С утра было пасмурно и в небе над Клязьмой, и в душе. После завтрака сказал Вишневскому:

   — Милсдарь, пора бы уж вам со мной рассчитаться за пиво, которое вы у меня стащили в поезде и выпили ночью тайком под одеялом.

   — Я думал, вы не узнаете, Антон Павлович, а вы, оказывается, всё видите и слышите.

   — Собираю материал для пьесы.
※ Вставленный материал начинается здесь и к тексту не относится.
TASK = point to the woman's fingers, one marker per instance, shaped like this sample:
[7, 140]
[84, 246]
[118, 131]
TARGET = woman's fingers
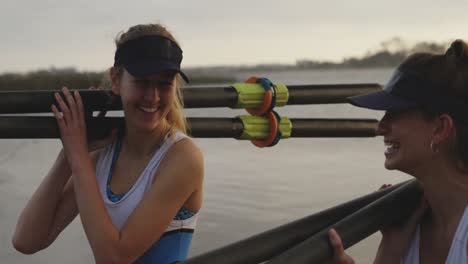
[63, 107]
[59, 117]
[71, 102]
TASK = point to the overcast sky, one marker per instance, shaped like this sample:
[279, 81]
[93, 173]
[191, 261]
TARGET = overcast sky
[44, 33]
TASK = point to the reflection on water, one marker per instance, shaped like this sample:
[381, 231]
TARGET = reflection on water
[247, 190]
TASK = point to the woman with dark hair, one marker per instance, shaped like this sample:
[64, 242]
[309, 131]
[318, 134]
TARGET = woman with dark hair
[138, 197]
[425, 130]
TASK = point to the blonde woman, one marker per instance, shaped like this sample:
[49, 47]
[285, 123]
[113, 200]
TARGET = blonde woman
[138, 197]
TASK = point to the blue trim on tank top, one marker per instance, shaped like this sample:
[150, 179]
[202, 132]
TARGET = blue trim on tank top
[182, 214]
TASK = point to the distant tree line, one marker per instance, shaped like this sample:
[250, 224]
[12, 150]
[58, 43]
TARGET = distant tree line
[391, 53]
[53, 79]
А пивом будете угощать в «Альпийской розе» — там хорошее мюнхенское.

Приказали заложить экипаж, оделись, вышли, и сразу начались неприятности: у ворот стоял унылый, плохо одетый человек. Увидев его, Чехов немедленно вернулся в дом и попросил Вишневского:

   — Голубчик, дайте этому субъекту шесть рублей. Я потом вам расскажу.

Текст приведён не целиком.